St. George's Dorchester Parish
The South Carolina Commons House of Assembly passed an act creating St. George’s Dorchester Parish on December 11, 1717. The new parish was previously part of St. Andrew’s Parish and was created to accommodate the growing number of colonists along the upper Ashley River. In 1695 a group of Congregationalists from Dorchester, Massachusetts, established a New England–style township twenty-six miles upriver from Charleston and named it in honor of their former home. These religious dissenters formed the core of the parish’s early population.
An Anglican church was completed in the town in 1720, and a 1726 census found 537 whites and about 1,300 slaves in the parish. In 1759, due to unrest caused by the French and Indian War, Fort Dorchester, a brick powder magazine surrounded by earthen works, was completed. Most of the descendants of the Congregationalists left the parish for Georgia beginning in 1752, but Dorchester remained an economically important town until the Revolutionary War.

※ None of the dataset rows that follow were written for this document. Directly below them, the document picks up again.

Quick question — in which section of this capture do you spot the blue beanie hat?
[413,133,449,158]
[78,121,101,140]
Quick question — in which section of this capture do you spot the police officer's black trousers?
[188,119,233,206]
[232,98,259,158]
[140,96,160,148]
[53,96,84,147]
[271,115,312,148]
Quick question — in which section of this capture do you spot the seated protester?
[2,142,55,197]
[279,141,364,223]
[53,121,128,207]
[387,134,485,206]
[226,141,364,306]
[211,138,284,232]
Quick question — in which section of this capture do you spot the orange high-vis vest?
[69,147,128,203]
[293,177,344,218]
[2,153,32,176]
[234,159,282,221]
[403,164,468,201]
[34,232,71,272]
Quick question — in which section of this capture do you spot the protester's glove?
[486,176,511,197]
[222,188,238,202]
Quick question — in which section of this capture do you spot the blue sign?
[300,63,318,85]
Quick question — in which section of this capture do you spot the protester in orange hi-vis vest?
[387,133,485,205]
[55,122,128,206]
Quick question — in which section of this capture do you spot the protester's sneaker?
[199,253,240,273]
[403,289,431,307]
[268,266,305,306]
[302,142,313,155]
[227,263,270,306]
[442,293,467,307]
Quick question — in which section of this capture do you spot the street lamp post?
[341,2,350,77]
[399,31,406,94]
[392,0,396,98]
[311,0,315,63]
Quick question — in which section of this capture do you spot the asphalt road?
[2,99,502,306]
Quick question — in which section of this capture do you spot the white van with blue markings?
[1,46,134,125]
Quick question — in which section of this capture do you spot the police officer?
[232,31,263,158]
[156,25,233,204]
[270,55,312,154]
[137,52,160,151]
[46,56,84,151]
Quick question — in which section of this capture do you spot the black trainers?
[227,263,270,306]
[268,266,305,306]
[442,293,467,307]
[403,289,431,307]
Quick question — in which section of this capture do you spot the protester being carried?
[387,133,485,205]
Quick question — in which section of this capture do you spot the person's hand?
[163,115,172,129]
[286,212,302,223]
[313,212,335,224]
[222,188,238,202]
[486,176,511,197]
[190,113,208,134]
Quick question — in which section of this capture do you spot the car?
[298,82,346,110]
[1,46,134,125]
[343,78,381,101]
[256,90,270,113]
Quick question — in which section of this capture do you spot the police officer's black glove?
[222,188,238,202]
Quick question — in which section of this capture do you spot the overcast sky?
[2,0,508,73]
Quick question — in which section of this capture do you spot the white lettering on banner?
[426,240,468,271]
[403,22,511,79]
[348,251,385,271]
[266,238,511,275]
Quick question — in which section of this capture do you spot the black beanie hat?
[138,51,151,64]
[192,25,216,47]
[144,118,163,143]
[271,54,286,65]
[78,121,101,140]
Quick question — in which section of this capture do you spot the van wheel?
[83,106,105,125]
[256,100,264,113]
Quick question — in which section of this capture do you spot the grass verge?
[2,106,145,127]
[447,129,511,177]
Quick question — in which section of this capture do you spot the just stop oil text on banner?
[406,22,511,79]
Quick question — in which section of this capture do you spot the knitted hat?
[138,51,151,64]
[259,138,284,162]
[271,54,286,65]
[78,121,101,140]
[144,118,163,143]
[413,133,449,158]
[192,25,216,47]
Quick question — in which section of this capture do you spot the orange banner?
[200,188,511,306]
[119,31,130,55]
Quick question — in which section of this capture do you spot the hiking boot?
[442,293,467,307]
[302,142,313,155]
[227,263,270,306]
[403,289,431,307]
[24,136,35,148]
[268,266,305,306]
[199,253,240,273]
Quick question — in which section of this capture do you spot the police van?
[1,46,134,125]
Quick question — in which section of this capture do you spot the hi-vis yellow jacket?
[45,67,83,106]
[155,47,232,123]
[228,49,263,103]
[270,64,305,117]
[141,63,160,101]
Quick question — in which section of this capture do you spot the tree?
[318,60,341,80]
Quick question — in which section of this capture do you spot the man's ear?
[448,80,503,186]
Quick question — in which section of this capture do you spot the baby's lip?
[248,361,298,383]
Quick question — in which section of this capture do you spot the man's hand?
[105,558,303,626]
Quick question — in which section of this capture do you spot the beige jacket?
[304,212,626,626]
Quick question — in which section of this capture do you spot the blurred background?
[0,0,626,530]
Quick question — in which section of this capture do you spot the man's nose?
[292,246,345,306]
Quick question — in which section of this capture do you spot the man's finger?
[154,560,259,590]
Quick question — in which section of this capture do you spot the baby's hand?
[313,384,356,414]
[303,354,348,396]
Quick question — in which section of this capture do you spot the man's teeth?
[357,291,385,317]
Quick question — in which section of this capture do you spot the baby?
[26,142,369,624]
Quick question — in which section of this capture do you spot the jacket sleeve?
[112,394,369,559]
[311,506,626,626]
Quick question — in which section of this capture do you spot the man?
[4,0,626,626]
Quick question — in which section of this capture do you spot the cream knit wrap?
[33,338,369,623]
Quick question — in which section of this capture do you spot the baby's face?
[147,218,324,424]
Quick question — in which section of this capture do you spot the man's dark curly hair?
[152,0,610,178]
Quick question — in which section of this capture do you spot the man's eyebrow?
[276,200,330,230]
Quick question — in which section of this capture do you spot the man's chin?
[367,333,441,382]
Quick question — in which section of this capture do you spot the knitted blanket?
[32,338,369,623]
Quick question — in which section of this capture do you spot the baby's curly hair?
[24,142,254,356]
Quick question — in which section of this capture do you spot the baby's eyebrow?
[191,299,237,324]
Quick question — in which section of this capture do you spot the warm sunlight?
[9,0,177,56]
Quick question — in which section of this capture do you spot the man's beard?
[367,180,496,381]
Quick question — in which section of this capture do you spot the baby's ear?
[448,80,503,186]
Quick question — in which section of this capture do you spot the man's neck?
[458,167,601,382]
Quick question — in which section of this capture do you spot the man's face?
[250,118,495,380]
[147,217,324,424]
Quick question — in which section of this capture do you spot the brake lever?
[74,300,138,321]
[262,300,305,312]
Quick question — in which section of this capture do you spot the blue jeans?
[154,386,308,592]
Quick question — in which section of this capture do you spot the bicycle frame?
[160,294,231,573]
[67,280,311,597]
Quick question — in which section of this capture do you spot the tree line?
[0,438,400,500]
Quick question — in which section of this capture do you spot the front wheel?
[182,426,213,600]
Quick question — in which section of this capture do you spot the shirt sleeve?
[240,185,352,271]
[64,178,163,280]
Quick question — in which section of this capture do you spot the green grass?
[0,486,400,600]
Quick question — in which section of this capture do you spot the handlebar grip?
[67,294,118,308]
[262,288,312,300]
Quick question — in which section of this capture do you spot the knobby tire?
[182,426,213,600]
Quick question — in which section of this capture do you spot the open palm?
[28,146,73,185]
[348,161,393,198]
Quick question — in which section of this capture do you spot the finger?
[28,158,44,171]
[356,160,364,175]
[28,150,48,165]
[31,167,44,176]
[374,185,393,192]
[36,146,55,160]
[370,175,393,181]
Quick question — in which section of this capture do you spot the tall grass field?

The British burned Dorchester in 1781, and the town was subsequently abandoned. After the war the town of Summerville replaced Dorchester as the regional market. Rice plantations along the upper Ashley River dominated the parish’s early economy and continued to be an important source of wealth into the nineteenth century. During the antebellum era planters from St. George’s and surrounding parishes built summer homes in Summerville to escape their plantations during the malarial season. After the constitution of 1865 abolished the parish system, St. George’s Dorchester Parish was incorporated into Colleton District.
Linder, Suzanne Cameron. Anglican Churches in Colonial South Carolina: Their History and Architecture. Charleston, S.C.: Wyrick, 2000.
Sigmon, Daniel Ray. “Dorchester, St. George’s Parish, South Carolina: The Rise and Decline of a Colonial Frontier Village.” Master’s thesis, University of South Carolina, 1992.